Entretanto, a atenção de Alice não estava mais centrada no loiro alto parado ao lado da porta, e sim em mim, ainda estática nos braços de Eduardo que também não fazia movimento algum, esperando o que a sua ex-namorada tinha a dizer.
- Não acredito que você trouxe essa gata suja de volta à nossa casa.
Difamação! Eu me dera severas lambidas no caminho para a casa de Eduardo, querendo estar o mais apresentável possível para o meu dono. Ninguém poderia me chamar de suja. E, pior ainda...
Que papo era aquele de nossa casa? Aquela casa era de Duda Molina, - um pouco minha até - mas de ninguém mais.
- Ela é minha gatinha, Alice. Onde mais ela deveria ficar?
- Em um abrigo de gatos doentes. Lá é o lugar dela! - disse. De repente, Alice se virou para Arthur, certamente desejando espalhar o seu veneno para todas as direções que pudesse. - Aposto que foi você quem a trouxe de volta. A acusação apenas fez com que o loiro cozinheiro jogasse os dois braços para cima, se rendendo, mais cansado da situação do que qualquer outra pessoa.
Depois da discussão que tivera com o próprio pai, ele evidentemente não queria brigar com alguém tão baixo quanto Alice.
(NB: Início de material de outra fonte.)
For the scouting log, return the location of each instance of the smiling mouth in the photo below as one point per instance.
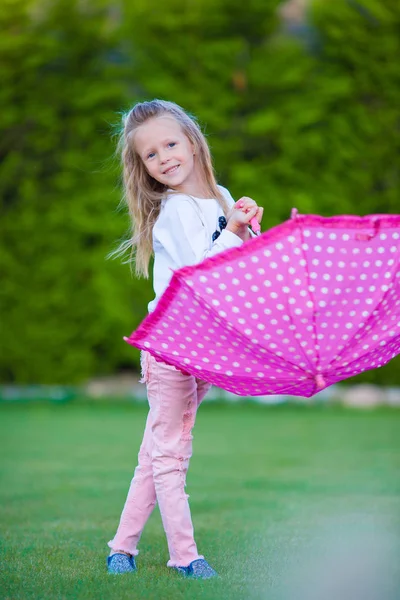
(171, 170)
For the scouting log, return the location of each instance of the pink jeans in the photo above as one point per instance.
(164, 456)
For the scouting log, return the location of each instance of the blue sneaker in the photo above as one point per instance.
(198, 569)
(120, 563)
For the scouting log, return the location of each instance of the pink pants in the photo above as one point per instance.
(164, 456)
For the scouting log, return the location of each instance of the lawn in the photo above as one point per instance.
(288, 503)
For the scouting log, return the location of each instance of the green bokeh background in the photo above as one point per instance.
(301, 114)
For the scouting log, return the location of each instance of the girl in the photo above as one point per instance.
(181, 216)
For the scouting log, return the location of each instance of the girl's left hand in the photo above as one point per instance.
(245, 204)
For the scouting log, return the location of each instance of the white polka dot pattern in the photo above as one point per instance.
(308, 303)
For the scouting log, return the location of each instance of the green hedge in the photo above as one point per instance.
(308, 121)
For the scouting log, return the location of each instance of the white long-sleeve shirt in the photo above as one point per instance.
(182, 235)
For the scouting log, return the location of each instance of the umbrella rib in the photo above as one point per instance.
(314, 324)
(394, 340)
(209, 307)
(352, 340)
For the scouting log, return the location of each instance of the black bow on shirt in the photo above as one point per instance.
(222, 225)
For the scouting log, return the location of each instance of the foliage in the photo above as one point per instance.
(308, 121)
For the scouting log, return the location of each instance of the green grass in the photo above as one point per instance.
(295, 503)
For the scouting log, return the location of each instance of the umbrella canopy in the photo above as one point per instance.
(306, 304)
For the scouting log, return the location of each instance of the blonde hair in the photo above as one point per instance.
(142, 193)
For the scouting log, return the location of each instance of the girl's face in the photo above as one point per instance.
(167, 154)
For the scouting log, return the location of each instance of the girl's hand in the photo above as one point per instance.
(250, 210)
(239, 221)
(246, 204)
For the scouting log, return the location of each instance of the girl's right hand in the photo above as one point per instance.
(239, 221)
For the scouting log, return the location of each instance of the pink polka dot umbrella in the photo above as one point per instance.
(304, 305)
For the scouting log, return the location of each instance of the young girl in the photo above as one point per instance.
(181, 216)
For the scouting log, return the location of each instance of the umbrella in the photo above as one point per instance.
(306, 304)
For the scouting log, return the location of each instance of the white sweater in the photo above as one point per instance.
(182, 235)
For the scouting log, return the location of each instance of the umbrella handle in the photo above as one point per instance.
(255, 225)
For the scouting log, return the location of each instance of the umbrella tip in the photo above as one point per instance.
(320, 381)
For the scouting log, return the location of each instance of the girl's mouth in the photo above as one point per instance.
(171, 170)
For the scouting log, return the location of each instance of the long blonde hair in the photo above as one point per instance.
(142, 193)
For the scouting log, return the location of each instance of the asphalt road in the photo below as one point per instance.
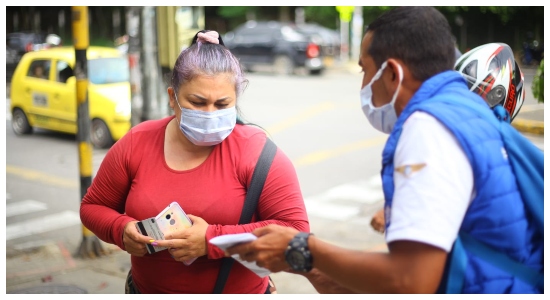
(316, 120)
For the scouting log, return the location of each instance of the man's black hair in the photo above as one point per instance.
(420, 36)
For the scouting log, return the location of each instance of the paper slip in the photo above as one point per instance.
(225, 241)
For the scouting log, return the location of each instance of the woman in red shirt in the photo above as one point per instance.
(202, 158)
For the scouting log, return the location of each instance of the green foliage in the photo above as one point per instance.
(323, 15)
(538, 83)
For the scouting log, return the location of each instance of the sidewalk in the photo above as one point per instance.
(51, 267)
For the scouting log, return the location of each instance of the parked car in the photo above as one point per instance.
(275, 44)
(49, 101)
(327, 39)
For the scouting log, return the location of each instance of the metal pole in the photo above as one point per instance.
(357, 33)
(90, 245)
(133, 16)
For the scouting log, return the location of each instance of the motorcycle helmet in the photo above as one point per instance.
(492, 72)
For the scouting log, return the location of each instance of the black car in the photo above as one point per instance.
(274, 44)
(19, 43)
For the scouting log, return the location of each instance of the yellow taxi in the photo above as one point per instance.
(43, 93)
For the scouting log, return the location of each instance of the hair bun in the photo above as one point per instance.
(208, 37)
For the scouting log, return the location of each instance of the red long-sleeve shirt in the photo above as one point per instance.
(135, 183)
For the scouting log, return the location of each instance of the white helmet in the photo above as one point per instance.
(492, 72)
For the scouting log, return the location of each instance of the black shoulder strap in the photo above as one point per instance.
(250, 204)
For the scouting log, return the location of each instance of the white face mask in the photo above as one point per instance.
(384, 117)
(207, 128)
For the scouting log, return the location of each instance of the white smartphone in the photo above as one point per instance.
(173, 219)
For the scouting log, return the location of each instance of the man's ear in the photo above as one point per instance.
(393, 65)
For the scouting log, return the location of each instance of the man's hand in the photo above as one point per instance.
(188, 243)
(135, 242)
(268, 251)
(378, 222)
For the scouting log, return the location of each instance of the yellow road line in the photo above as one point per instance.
(42, 177)
(322, 107)
(319, 156)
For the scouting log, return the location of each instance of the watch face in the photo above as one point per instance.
(296, 259)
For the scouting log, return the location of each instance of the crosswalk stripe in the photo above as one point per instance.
(343, 202)
(42, 224)
(23, 207)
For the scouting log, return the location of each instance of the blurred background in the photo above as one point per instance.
(304, 84)
(310, 39)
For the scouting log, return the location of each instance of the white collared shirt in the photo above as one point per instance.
(434, 184)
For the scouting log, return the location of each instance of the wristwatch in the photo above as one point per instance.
(297, 253)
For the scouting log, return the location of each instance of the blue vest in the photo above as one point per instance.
(496, 216)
- Tui, você não me contou sobre... - tentou Eduardo quando Arthur simplesmente se virou, exausto o bastante para sequer se despedir. E eu, certamente, não poderia culpá-lo.
- Amanhã, ok?
E com os ombros caídos, meu cozinheiro favorito atravessou o umbral, sem nem se importar a olhar para a mulher parada em uma pose vulgar, provavelmente tendo a intenção de ser sensual. Tui foi embora sem olhar para trás, perdido nos próprios pensamentos e nos próprios dramas.
- Você vai levar essa gata embora, certo?
Errado. E da próxima, nariguda, eu prometia uma cicatriz para o resto da vida nesse rosto cheio de maquiagem. Minha paciência estava no fim com todas aquelas ofensas.
Eduardo se levantou, ainda comigo em seu colo, e atravessou o jardim, sendo seguido de perto por Alice, nos levando até a cozinha.
Ainda que eu devesse estar preocupada com a mulher atrás de nós, não conseguia deixar de sentir todas aquelas sensações bobas que me inundavam todas às vezes em que Duda me tocava.
Ele derrubava minhas defesas.
Passei meu rabo em seu rosto, numa demonstração de carinho, para que ele soubesse que talvez eu fosse mesmo uma gata suja e doente, mas eu o amava muito mais do que aquela mulher oferecida e vulgar poderia amar.
O sorriso espontâneo que eu tanto amava surgiu em seu rosto e deixei que ele me apertasse mais em seus braços, matando a saudade que tinha de mim, na mesma proporção que me fazia ter a certeza de que ele era a pessoa por quem eu estava esperando há quatrocentos anos.
Eduardo me fazia querer acreditar que era possível. Que ali, nos braços do homem por quem eu me apaixonara, havia uma esperança de que eu poderia ser salva, de que a minha maldição poderia ser quebrada.
- Essa gata vai trazer doenças para a casa - argumentou Alice, apenas para ser impertinente.
- Ela esteve perdida por semanas, Alice. É normal que esteja desnutrida e desmazelada, mas estou certo de que ela não está doente. Só precisa de um pouco de salmão e de carinho, não é? - os olhos castanhos encararam os meus e ele sorriu. Isso foi o bastante para que eu me perdesse ainda mais.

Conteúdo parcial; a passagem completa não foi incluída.